The most significant threat to the health of the Chesapeake Bay is nutrient overenrichment. When present in excessive amounts, nutrients trigger algal blooms. The algae prevents sunlight from passing through the water column. Aquatic plants suffer as a result. Furthermore, when this algae dies and is decomposed, dissolved oxygen levels can be reduced to the point where aquatic life is threatened.
Boat sewage, whether treated by a marine sanitation device (MSD) or not, contains nutrients. Although one flush form one head on one boat may not add a significant amount of nutrients to the water, the effects of nutrient overenrichment are cumulative and boat sewage can present a particular problem in areas of water that do not flush well and where boats tend to congregate (such as marinas and mooring areas).
Raw or poorly treated sewage also contains harmful bacteria which is a potential source of disease transmission to swimmers and others who come into contact with contaminated waters. Also, human consumption of shellfish contaminated with sewage can result in serious illness.
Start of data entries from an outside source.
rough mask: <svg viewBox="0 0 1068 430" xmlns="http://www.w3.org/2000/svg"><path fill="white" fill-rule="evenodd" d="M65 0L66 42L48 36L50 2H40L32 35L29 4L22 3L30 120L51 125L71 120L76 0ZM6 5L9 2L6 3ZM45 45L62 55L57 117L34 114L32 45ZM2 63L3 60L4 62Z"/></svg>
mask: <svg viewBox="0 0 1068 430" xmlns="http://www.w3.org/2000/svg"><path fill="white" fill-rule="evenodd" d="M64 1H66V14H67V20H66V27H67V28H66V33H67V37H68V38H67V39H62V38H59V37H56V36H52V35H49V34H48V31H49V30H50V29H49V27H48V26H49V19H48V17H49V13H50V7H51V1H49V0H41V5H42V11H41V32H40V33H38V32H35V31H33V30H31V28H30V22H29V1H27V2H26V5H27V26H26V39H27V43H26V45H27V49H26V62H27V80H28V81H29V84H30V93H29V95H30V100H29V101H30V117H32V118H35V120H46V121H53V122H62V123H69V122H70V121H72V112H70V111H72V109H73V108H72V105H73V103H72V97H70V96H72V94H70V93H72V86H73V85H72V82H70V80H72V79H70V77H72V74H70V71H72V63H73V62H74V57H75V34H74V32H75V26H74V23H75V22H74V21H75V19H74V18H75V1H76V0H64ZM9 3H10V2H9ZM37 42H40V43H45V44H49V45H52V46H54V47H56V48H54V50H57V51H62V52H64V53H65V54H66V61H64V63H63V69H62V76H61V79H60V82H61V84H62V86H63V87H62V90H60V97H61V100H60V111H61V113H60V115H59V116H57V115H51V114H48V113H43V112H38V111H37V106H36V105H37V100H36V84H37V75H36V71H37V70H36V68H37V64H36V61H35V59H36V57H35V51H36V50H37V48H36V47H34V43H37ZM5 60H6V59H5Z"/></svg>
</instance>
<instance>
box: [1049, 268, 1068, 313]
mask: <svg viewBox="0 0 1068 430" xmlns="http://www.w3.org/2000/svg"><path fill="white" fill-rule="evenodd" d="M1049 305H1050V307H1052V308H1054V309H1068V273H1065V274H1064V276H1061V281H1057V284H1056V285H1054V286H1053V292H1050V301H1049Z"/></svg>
Boating Tips for Cleaner Waterways
- Empty holding tanks at one of the many pumpout stations across the state
- If you have a Type I or II marine sanitation device, obey the prohibition on their use while in No Discharge Zones
- Use onshore restrooms when docked.
- Report broken pumpout stations to the Maryland Department of Natural Resources at 410-260-8772 or [email protected]
- Choose enzyme-based deodorizers for waste in holding tanks or portable toilets.
- Avoid holding tank products that contain quarternary ammonium compounds (QAC) and formaldehyde. These products may disrupt sewage treatment plants.